Когда она вышла из корпуса, направляясь к бару, волнение, охватившее ее, кажется, достигло пика. Ее трясло от возбуждения, волнения и странного, непонятного отчаяния. Мира шла по дорожке, засунув руки в карманы красной короткой куртки, и ей хотелось плакать. От бесконечной мороси все вокруг казалось странно размытым, нереальным. Монотонный дождь сжигал свет фонарей, мир как будто накрыло влажной дымкой.

Девчонки, Галя и Катя, ждали в баре.

Мирослава вошла, улыбнулась барменше и, на ходу сняв куртку, вместе с сумочкой повесила ее на спинку стула, оставшись в модных джинсах светло-синего цвета, которые, как вторая кожа, облегали ее стройные ноги, и в белоснежной рубашке. На ногах красовались остроносые замшевые сапожки на тонкой шпильке. Белокурые волосы она привыкла закалывать «крабиком», оставляя лишь несколько прядей обрамлять лицо.

Девчонки заказали пиво. Мира тоже заказала себе пивка и пакетик чипсов, хотя на самом деле не хотелось ни того, ни другого.

О чем-то говорили, смеялись, выходили танцевать и возвращались обратно. Мира выходила вместе со всеми, но танцевать не могла. Она уходила в дамскую комнату и там, подставляя руки под струи холодной воды, пыталась успокоиться. Всматриваясь в отражение своего бледного лица с лихорадочно поблескивающими глазами, чувствовала, как отчаяние, граничащее с безнадежностью, все больше охватывает ее.

В какой-то момент, достав мобильный телефон, она написала сообщение: «Ну и как вам отдыхается?» Понимая, что и этот вопрос, и ее поступок глупы и по-детски наивны, все же отослала его Самарину. Что еще оставалось? Что еще она могла сказать ему? Позвонить не решилась.

Когда девчонки в очередной раз вернулись с танцпола, а Мира присоединилась к ним, в проеме дверей возник Вадим.

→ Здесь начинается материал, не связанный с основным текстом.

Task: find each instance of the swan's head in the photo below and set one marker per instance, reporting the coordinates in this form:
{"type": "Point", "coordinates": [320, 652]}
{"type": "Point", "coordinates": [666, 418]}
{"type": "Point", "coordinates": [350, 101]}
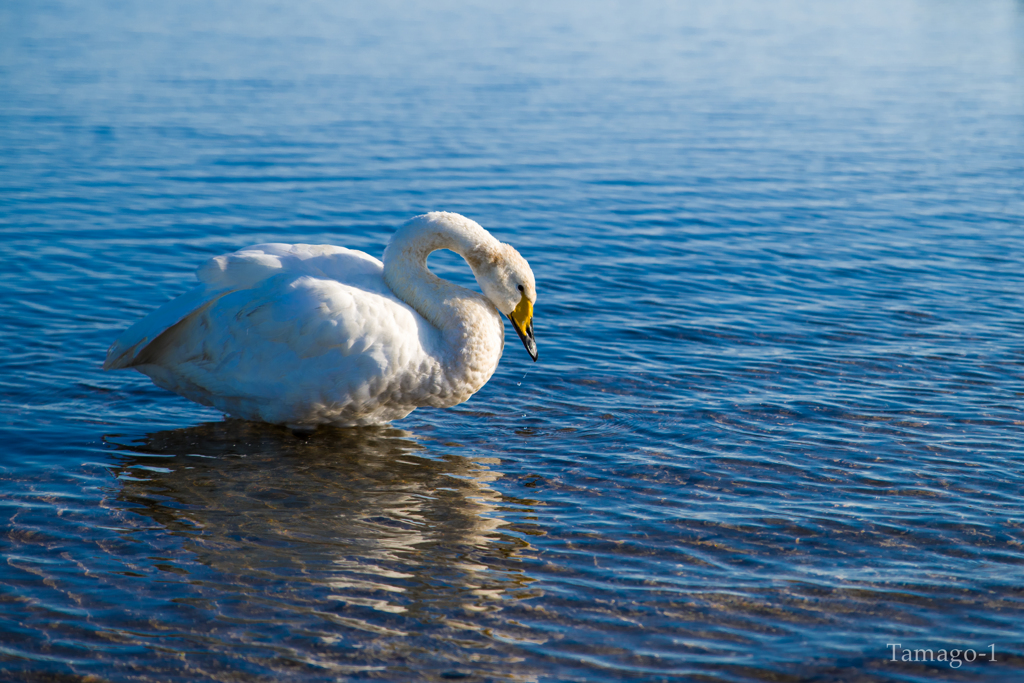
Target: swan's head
{"type": "Point", "coordinates": [507, 280]}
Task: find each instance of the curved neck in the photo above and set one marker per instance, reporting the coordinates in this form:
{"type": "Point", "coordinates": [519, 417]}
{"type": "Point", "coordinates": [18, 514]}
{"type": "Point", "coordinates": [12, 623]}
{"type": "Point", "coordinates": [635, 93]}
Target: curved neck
{"type": "Point", "coordinates": [406, 269]}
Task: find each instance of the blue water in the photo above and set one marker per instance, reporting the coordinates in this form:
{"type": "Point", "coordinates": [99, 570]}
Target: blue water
{"type": "Point", "coordinates": [778, 417]}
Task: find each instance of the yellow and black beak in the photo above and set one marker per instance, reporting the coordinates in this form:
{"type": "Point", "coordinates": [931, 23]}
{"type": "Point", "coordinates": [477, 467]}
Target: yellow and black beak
{"type": "Point", "coordinates": [522, 321]}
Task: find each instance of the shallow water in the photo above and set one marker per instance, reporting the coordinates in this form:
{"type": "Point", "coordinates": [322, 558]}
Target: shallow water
{"type": "Point", "coordinates": [777, 420]}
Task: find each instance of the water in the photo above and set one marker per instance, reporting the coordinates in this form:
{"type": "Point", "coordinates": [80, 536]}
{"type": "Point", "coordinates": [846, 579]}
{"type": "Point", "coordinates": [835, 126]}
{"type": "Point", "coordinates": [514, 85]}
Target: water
{"type": "Point", "coordinates": [777, 420]}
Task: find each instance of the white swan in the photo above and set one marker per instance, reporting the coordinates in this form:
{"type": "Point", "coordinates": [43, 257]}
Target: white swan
{"type": "Point", "coordinates": [304, 335]}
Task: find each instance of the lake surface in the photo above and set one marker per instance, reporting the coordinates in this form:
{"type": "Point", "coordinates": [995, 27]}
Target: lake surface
{"type": "Point", "coordinates": [777, 423]}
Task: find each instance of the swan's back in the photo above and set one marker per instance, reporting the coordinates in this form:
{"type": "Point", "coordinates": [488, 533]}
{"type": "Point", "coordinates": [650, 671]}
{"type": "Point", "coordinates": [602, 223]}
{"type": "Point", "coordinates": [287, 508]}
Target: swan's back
{"type": "Point", "coordinates": [290, 334]}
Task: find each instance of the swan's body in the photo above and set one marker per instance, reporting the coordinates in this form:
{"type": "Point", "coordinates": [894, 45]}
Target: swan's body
{"type": "Point", "coordinates": [306, 335]}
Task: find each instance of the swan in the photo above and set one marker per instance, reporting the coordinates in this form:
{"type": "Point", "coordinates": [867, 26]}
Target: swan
{"type": "Point", "coordinates": [304, 335]}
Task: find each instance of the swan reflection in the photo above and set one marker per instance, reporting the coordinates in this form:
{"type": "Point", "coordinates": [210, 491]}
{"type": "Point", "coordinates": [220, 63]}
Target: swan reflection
{"type": "Point", "coordinates": [354, 539]}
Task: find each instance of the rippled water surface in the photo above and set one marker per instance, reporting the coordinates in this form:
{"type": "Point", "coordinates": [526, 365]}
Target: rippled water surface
{"type": "Point", "coordinates": [776, 427]}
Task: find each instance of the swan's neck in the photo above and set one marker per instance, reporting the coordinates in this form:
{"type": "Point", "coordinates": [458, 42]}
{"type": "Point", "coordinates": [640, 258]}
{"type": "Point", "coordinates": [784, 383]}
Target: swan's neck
{"type": "Point", "coordinates": [453, 309]}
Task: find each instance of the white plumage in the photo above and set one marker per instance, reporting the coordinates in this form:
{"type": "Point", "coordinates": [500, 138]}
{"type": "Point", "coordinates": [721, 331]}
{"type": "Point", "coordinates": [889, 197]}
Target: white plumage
{"type": "Point", "coordinates": [304, 335]}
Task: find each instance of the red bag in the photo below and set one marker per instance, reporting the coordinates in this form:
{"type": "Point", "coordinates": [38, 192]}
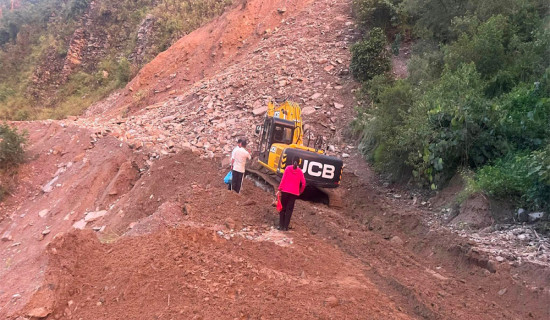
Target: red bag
{"type": "Point", "coordinates": [279, 204]}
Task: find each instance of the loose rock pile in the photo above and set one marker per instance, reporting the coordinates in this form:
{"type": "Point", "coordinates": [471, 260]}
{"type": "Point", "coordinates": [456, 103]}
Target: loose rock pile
{"type": "Point", "coordinates": [309, 67]}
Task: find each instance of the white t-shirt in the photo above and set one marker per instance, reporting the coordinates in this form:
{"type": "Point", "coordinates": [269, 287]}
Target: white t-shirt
{"type": "Point", "coordinates": [239, 155]}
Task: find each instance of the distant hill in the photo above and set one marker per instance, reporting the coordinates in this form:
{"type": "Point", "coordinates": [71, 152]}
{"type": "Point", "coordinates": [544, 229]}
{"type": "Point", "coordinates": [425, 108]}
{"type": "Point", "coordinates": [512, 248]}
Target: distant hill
{"type": "Point", "coordinates": [59, 56]}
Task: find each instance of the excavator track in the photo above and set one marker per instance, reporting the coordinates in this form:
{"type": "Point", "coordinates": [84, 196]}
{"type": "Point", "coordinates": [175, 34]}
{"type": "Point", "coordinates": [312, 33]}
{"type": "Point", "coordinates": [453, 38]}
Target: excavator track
{"type": "Point", "coordinates": [332, 194]}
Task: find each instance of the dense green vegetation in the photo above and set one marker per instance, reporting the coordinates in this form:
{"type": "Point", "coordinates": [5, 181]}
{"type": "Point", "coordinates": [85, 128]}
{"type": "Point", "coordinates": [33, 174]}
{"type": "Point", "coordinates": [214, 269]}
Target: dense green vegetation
{"type": "Point", "coordinates": [35, 39]}
{"type": "Point", "coordinates": [12, 153]}
{"type": "Point", "coordinates": [477, 95]}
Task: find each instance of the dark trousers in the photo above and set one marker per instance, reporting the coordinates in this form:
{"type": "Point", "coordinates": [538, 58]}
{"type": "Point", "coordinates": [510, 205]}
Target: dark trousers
{"type": "Point", "coordinates": [237, 181]}
{"type": "Point", "coordinates": [287, 200]}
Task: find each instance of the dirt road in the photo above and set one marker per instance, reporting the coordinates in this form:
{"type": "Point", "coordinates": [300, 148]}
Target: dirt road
{"type": "Point", "coordinates": [163, 239]}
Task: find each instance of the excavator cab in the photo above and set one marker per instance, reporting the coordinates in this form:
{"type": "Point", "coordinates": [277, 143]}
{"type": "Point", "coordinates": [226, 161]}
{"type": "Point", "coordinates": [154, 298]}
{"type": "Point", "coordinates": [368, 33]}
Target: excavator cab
{"type": "Point", "coordinates": [274, 131]}
{"type": "Point", "coordinates": [281, 142]}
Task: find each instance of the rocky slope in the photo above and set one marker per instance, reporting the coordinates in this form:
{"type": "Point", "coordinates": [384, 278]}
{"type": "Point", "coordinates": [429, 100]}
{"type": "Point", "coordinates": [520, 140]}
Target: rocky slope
{"type": "Point", "coordinates": [163, 238]}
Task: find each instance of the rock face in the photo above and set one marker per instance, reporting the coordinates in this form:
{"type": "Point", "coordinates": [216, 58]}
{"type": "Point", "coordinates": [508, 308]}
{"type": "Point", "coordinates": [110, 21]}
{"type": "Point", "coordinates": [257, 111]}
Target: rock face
{"type": "Point", "coordinates": [93, 216]}
{"type": "Point", "coordinates": [210, 110]}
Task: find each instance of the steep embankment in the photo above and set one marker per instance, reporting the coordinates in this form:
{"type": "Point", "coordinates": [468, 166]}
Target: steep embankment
{"type": "Point", "coordinates": [174, 243]}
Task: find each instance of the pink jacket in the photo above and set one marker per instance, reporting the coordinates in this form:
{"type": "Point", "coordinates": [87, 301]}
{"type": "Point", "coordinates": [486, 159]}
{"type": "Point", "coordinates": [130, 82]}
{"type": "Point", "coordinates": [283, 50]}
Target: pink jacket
{"type": "Point", "coordinates": [293, 181]}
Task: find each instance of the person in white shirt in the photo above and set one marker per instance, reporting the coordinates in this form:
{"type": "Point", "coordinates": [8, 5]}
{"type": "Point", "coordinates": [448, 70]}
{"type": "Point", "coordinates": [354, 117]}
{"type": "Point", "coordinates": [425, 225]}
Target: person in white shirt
{"type": "Point", "coordinates": [231, 163]}
{"type": "Point", "coordinates": [238, 162]}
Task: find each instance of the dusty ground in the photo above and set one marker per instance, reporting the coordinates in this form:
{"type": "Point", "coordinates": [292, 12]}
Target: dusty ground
{"type": "Point", "coordinates": [164, 239]}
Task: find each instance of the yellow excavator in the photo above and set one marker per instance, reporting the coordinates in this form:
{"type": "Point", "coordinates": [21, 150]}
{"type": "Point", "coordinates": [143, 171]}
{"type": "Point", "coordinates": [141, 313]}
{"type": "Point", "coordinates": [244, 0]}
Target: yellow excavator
{"type": "Point", "coordinates": [281, 140]}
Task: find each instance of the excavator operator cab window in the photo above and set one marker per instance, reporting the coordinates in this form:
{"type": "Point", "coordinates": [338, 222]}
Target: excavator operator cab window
{"type": "Point", "coordinates": [282, 134]}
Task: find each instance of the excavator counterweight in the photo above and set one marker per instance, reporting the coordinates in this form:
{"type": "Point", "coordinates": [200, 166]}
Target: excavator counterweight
{"type": "Point", "coordinates": [281, 141]}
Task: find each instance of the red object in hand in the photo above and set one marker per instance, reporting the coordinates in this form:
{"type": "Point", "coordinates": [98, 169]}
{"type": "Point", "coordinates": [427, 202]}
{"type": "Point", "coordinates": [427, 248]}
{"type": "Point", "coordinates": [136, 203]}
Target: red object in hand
{"type": "Point", "coordinates": [279, 204]}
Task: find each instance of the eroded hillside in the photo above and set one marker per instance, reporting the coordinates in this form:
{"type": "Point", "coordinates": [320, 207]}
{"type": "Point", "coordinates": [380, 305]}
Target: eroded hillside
{"type": "Point", "coordinates": [141, 175]}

Мира подняла на него глаза и покраснела. А он смотрел на нее и улыбался. Девушка, утонув в его глазах, не сразу увидела рядом с ним двоих детей: мальчика лет девяти и четырехлетнюю девочку в розовом пуховике с воротником, отороченным белым мехом. Девочка, смуглое личико с темными глазками и губками бантиком, была точной копией папы.

Мирослава поспешно опустила глаза и так сжала пальцы, что кольцо из белого золота, подарок Леши на пятилетие совместной жизни, больно впилось в ладонь.

— Ой, Вадим Аркадьевич, здравствуйте! Ну и как вам отдыхается? — защебетала Галя, слегка захмелев.